Thai designs range from the Euro-chic above, to the very cutesy Alice in Wonderland sort of dress and separates, below. — Nadine Kam photos
BANGKOK, THAILAND — It's always fun to see what designers from around the world are doing, and the malls in Bangkok provide a fascinating showcase for it's entrepreneurs and designers.
At Terminal 21 in the Sukhumvit area, a whole floor is dedicated to local fashion, though it tends to get repetitive after a while, with boutiques showing a whole lot of skirts and cropped tops. Perfect for the shorter Asian torso, I noted enviously. It's the exact opposite of the West, where tops are needlessly elongated. Don't designers realize most of us aren't model height?

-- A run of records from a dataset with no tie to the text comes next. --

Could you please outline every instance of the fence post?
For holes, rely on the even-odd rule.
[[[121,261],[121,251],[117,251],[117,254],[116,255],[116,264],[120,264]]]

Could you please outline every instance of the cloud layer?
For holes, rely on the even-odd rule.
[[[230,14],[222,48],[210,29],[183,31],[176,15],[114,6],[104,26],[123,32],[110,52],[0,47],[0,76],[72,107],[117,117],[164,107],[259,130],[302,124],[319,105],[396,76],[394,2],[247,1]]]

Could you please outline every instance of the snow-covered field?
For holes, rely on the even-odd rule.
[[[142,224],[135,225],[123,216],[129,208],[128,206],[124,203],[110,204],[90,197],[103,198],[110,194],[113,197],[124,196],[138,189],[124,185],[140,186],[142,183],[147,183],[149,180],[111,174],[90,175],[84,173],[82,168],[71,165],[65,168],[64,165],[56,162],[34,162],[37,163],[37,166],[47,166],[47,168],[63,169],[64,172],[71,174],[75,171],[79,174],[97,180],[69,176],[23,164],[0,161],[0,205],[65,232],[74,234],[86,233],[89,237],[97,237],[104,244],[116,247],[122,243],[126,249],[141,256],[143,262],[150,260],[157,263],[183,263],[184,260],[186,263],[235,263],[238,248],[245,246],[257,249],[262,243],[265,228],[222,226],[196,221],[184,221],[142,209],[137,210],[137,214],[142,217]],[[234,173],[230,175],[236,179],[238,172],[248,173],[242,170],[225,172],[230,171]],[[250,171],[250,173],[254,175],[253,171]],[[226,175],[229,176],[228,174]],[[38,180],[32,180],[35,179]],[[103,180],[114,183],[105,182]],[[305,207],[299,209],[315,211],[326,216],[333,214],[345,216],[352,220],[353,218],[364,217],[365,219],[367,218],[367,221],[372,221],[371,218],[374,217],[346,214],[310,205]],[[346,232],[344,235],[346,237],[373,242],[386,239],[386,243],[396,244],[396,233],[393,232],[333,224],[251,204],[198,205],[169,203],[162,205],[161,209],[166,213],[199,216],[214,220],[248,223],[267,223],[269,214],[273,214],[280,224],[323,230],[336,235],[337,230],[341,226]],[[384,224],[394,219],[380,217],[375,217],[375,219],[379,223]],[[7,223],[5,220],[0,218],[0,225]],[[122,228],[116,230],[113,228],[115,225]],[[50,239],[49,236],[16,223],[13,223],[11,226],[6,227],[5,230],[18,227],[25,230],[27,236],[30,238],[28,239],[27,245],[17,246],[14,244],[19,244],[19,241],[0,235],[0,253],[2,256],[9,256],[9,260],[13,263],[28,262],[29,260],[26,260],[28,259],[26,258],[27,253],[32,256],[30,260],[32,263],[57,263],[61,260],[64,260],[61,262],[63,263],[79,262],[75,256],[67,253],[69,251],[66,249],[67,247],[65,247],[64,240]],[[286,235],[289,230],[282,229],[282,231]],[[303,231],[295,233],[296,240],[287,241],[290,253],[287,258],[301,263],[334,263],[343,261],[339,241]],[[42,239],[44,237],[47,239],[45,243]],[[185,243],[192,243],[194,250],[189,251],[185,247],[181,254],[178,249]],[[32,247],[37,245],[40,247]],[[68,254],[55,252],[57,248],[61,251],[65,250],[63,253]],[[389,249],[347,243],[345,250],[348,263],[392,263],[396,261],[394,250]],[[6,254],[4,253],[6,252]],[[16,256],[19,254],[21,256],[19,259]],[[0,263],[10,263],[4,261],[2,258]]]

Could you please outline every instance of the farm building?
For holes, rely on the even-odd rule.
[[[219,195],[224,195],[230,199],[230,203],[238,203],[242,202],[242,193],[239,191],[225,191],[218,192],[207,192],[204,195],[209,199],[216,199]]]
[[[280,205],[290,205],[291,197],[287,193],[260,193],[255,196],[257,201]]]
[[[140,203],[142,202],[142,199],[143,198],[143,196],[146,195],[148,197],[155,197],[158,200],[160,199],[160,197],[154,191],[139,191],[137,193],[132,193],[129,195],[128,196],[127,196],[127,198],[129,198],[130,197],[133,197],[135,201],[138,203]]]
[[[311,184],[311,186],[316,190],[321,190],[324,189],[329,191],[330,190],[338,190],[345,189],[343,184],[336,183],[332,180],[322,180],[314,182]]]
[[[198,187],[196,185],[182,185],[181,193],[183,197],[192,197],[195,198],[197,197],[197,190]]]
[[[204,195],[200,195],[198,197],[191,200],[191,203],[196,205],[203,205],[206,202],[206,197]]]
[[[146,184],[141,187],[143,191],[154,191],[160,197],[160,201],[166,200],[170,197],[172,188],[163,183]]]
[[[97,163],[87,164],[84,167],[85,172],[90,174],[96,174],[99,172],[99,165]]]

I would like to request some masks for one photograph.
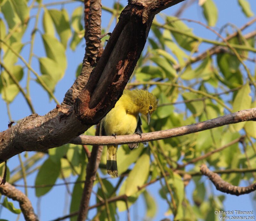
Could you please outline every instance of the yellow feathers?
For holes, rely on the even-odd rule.
[[[139,113],[147,116],[149,124],[150,115],[157,106],[156,99],[147,91],[124,90],[115,107],[106,115],[101,124],[105,135],[118,135],[140,134],[141,121]],[[132,149],[138,144],[131,144]],[[111,176],[117,176],[116,164],[117,145],[108,146],[107,169]]]

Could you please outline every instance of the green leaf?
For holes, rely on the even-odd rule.
[[[0,19],[0,39],[3,39],[6,35],[6,28],[4,22]]]
[[[83,195],[83,190],[84,186],[84,182],[81,182],[81,180],[84,180],[85,177],[85,168],[83,167],[81,170],[80,176],[77,178],[76,184],[74,186],[73,190],[72,191],[72,199],[70,205],[69,212],[70,213],[76,212],[79,210],[80,206],[81,199]],[[71,217],[70,221],[76,221],[77,216]]]
[[[157,211],[155,199],[147,191],[143,192],[143,195],[147,207],[146,216],[152,219],[156,216]]]
[[[156,54],[158,55],[162,55],[171,64],[176,65],[178,62],[170,54],[162,49],[156,49],[155,50]]]
[[[174,196],[178,202],[177,211],[174,220],[180,220],[183,218],[182,202],[185,196],[184,183],[180,176],[176,173],[173,173],[173,187]]]
[[[248,83],[243,86],[238,91],[233,102],[233,111],[236,112],[239,111],[249,109],[252,104],[252,97],[250,96],[251,88]],[[237,131],[240,130],[246,122],[241,122],[233,125]]]
[[[42,37],[47,56],[58,64],[63,76],[67,65],[64,47],[54,37],[48,34],[44,34]]]
[[[14,207],[13,204],[11,202],[8,202],[7,200],[7,197],[5,196],[4,200],[4,202],[2,204],[5,208],[9,210],[11,212],[16,214],[20,214],[21,210],[20,209],[16,209]]]
[[[137,160],[143,151],[141,147],[132,151],[131,151],[127,145],[119,147],[116,156],[118,174],[121,175],[126,171],[131,165]]]
[[[135,74],[136,79],[140,81],[149,80],[156,78],[164,78],[163,69],[158,66],[144,66],[138,68]]]
[[[22,67],[20,65],[16,65],[13,66],[10,68],[8,70],[12,74],[16,80],[19,81],[22,79],[23,77],[23,72]],[[9,76],[8,74],[5,71],[4,71],[2,73],[2,77],[5,80],[7,85],[14,84],[14,82]],[[0,80],[0,81],[1,79]]]
[[[67,11],[62,9],[61,11],[55,9],[49,11],[50,14],[62,44],[66,48],[68,41],[71,36],[71,30],[68,22],[68,15]]]
[[[256,101],[252,104],[251,108],[256,107]],[[256,122],[252,121],[246,121],[244,125],[244,129],[248,134],[256,138]]]
[[[2,98],[5,101],[12,102],[20,92],[20,89],[16,84],[10,84],[3,87],[1,91]]]
[[[180,65],[183,65],[185,64],[184,58],[188,58],[188,56],[173,42],[170,31],[165,29],[163,33],[163,35],[165,45],[177,57]]]
[[[61,157],[66,155],[68,147],[68,145],[65,144],[60,147],[49,149],[48,152],[50,159],[54,163],[58,164]]]
[[[44,161],[39,169],[36,178],[36,186],[53,185],[55,184],[60,171],[60,162],[55,163],[49,158]],[[41,196],[47,193],[52,187],[36,189],[36,195]]]
[[[23,45],[23,44],[20,42],[14,42],[12,44],[11,46],[15,51],[19,54]],[[9,49],[7,50],[4,56],[4,62],[5,66],[8,69],[12,67],[17,62],[18,60],[18,57]]]
[[[63,76],[59,64],[49,57],[40,57],[38,61],[41,73],[49,76],[56,84]]]
[[[215,26],[218,19],[218,10],[212,0],[207,0],[203,5],[204,15],[208,25]]]
[[[212,68],[212,60],[207,57],[204,59],[196,69],[192,69],[189,65],[188,66],[181,76],[184,80],[189,80],[198,78],[202,78],[206,80],[214,75]]]
[[[83,15],[83,7],[82,6],[76,8],[72,13],[71,25],[76,32],[79,32],[84,29],[81,23]]]
[[[22,23],[27,23],[29,17],[29,11],[24,0],[12,0],[16,12]]]
[[[223,82],[231,88],[243,84],[243,78],[239,70],[240,62],[235,56],[225,54],[217,55],[218,65],[225,78]]]
[[[103,186],[102,187],[102,188],[98,188],[97,193],[98,195],[104,199],[104,195],[102,192],[102,191],[104,191],[106,197],[109,198],[111,196],[111,195],[113,193],[113,191],[114,191],[114,188],[111,183],[106,179],[102,179],[102,182],[103,184]],[[100,201],[99,198],[97,196],[96,196],[96,197],[97,202],[100,202]],[[109,203],[108,205],[111,219],[112,220],[115,220],[115,216],[116,214],[116,204],[114,202]],[[101,220],[108,221],[106,210],[103,210],[102,209],[102,207],[98,207],[97,208],[98,212],[100,213],[100,215],[99,217],[99,220],[101,221]]]
[[[252,11],[250,3],[247,0],[238,0],[238,2],[242,8],[243,12],[246,17],[252,17],[254,15]]]
[[[44,9],[44,13],[43,17],[43,27],[46,34],[53,37],[55,36],[55,29],[53,25],[53,21],[49,11],[46,8]]]
[[[127,183],[127,179],[126,179],[123,182],[122,185],[120,187],[120,191],[119,191],[118,195],[120,196],[125,194],[125,189]],[[137,192],[133,195],[129,196],[127,199],[127,202],[128,204],[128,208],[134,203],[138,198],[140,192],[142,191],[140,191],[139,192]],[[125,202],[123,201],[118,201],[116,202],[116,205],[117,206],[118,211],[119,212],[123,212],[127,210],[126,204]]]
[[[60,163],[61,165],[62,174],[65,178],[69,177],[72,173],[72,168],[68,160],[65,158],[60,158]],[[60,174],[60,175],[61,174]]]
[[[184,100],[190,100],[197,99],[201,96],[191,92],[185,92],[182,95]],[[186,103],[187,107],[188,108],[195,116],[200,115],[204,111],[204,105],[202,101],[195,101]]]
[[[20,22],[11,0],[4,0],[1,4],[1,11],[7,21],[9,28],[12,29]]]
[[[125,190],[126,195],[129,196],[136,193],[138,191],[138,187],[144,184],[148,176],[150,165],[149,156],[144,153],[129,173]]]
[[[169,25],[178,30],[181,30],[186,32],[189,36],[175,32],[172,33],[175,40],[181,47],[185,49],[191,51],[197,45],[197,40],[193,37],[194,34],[191,29],[179,18],[173,16],[168,16],[166,18],[166,22]]]
[[[80,155],[81,155],[81,146],[74,144],[69,144],[69,148],[67,153],[67,157],[70,162],[76,171],[78,173],[81,170]]]
[[[158,104],[159,104],[170,103],[170,101],[163,92],[161,92],[158,97]],[[156,119],[165,118],[170,116],[174,109],[173,105],[168,105],[158,107],[152,115],[151,118]]]
[[[177,74],[172,65],[164,57],[155,56],[150,58],[150,60],[161,67],[166,74],[165,77],[172,78],[175,77]]]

The downside is that Thai women must have tiny breasts because the tops don't accommodate more than an A cup. The upside is that I didn't spend any money on clothing in Thailand. (I left all my money in Bali shops anyway.)
There were much more Westernized designs at the Siam Center, where a lot of the local designers seem to take their cue from Prada or Alexander McQueen, with price points from $400 to $1,000. There was enough talent and originality on display to make me wonder whether Asia follows the west, or vice versa.
Siam Center is across from Siam Paragon, which features more familiar brands such as Chanel, Louis Vuitton, Cartier, Emporio Armani, and Zara.
With four days in Bangkok, I thought I'd look around before purchasing anything, but on the last day returned to Terminal 21 to pick up two pieces I liked. Unfortunately, in this metropolis of more than 8.3 million people, turnaround is quick, and when I asked the salesperson, "Where's the blue dress you had the other day?" She just said, "Finished." Sigh.
People hang clothing from a Wishing Tree next door to the Lumpini Marriott. The hair, clothing or other personal effects of a sickly person are fixed to the tree with the hope of transferring the sickness and healing the individual.
Bangkok is known for its many street vendors, but nearby, in the Sukhumvit area, this man offers clothing alterations on the street, using a Singer sewing machine.
At Terminal 21, also along Sukhumvit Road and accessible via Sky Train, floors are loosely themed to world destinations including Rome, Paris, Japan, the U.K., San Francisco, and here, the Caribbean. The Japan floor also features several Thai retailers and designers, each with no more than 50 to 150 square feet of space. It's great that Bangkok's major malls has made the commitment to promote it's regional designers. A forward-thinking landlord needs to make the same kind of commitment to Hawaii designers.
Seating at the Siam Center, off the Sky Train Siam Station, spells out "Absolute Siam."
Each store within the Siam Center creates its own unique environment, from standard storefront, to open space, to arty hut.
Clothing in the window at Tango, at Siam Center.